The terms of the settlement (approved on Dec. 5, Velazquez v. Mass. Fin. Servs. Co., D. Mass., No. 1:17-cv-11249, 12/5/19) were announced in mid-June, and news of the settlement itself just before the parties were slated to go to trial. The parties had announced having come to terms last month – just days before the case was set to go to trial.
The original class action suit, filed more than two years ago, claimed that the MFS defendants “have used the Plans as an opportunity to promote MFS’s mutual fund business and maximize profits at the expense of the Plans and their participants,” and that they had “…loaded the Plans primarily with MFS’s investment offerings, without investigating whether Plan participants would be better served by investments managed by unaffiliated companies.” The suit claimed that those actions “cost Plan participants millions of dollars in excess fees,” alleging that “in 2012, the Plans’ total expenses were approximately 91% higher than the median total costs for retirement plans with between $500 million and $1 billion in assets (the Plans had a combined $515,246,820 in assets as of the end of 2012).”
Under the terms of the now-approved Settlement (Velazquez v. Mass. Fin. Servs. Co., D. Mass., No. 1:17-cv-11249-RWZ, motion for settlement approval 6/14/19), MFS will cause its insurer(s) to pay a gross settlement amount of $6,875,000 into a common fund for the benefit of approximately 3,000 Settlement Class Members (approximately 30% of the estimated damages). However, beyond the monetary terms, the settlement also calls for these changes in plan administration, “for a period of no less than three years”:
- MFS will designate a series of index-fund based Target Date Funds that are unaffiliated with MFS as the Plans’ QDIAs; and
- MFS will also engage a Third-Party Investment Consultant unaffiliated with MFS to provide an annual evaluation of the Plans’ investment lineup and review the Plans’ investment policy statement. The plaintiffs state that this “directly addresses the main issues that Plaintiffs raised in the lawsuit (alleged self-interested selection of proprietary funds and alleged failure to monitor low-performing proprietary funds and administrative expenses from the Plans), and further supports approval of the Settlement.”
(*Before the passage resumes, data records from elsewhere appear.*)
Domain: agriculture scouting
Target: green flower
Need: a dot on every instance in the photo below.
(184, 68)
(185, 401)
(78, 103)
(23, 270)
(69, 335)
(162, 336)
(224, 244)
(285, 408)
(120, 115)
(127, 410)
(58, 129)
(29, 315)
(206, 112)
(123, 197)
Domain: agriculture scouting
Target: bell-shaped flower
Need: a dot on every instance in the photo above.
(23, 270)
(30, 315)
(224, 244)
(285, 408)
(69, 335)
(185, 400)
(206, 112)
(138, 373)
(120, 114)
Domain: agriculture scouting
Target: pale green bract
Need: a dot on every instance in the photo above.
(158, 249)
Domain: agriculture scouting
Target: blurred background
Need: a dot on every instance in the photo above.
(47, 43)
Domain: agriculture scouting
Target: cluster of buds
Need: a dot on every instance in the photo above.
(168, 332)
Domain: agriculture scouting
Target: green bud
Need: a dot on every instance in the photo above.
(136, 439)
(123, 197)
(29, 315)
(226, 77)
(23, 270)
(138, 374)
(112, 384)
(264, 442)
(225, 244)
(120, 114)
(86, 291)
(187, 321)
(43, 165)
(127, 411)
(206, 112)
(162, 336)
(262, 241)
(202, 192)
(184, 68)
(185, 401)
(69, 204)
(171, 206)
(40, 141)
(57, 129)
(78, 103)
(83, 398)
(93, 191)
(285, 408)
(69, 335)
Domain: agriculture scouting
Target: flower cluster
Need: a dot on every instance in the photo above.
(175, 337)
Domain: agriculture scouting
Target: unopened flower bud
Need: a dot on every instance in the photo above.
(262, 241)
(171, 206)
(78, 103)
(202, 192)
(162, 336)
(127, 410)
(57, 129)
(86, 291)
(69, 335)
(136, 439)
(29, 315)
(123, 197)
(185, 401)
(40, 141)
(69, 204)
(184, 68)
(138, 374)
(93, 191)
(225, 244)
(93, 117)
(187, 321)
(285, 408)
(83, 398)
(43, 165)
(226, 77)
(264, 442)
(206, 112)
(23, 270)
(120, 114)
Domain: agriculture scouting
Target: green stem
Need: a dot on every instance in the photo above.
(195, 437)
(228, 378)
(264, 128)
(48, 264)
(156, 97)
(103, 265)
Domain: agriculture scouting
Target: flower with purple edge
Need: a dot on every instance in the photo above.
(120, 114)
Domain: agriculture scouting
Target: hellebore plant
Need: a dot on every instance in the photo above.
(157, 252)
The Settlement Agreement also calls for the plaintiffs’ attorney fees (Nichols Kaster PLLP, Block & Leviton LLP, and MKLLC Law) to be “no more than 25% of the Gross Settlement Fund ($1,718,750), plus litigation costs and Settlement Administration Expenses.” The Settlement also provides for service awards up to $10,000 per Class Representative.
All in all, each participant stands to recover about $2,291, according to the parties’ settlement papers.
To date, a number of firms have reached settlements in cases alleging similar facts, including SEI ($6.8 million), MFS ($6.875 million), Eaton Vance ($3.45 million), Franklin Templeton ($4.3 million), BB&T ($24 million), Jackson National ($4.5 million), Deutsche Bank ($21.9 million), American Airlines Group Inc. ($22 million), Allianz SE ($12 million) TIAA ($5 million), and Invesco (details not yet announced).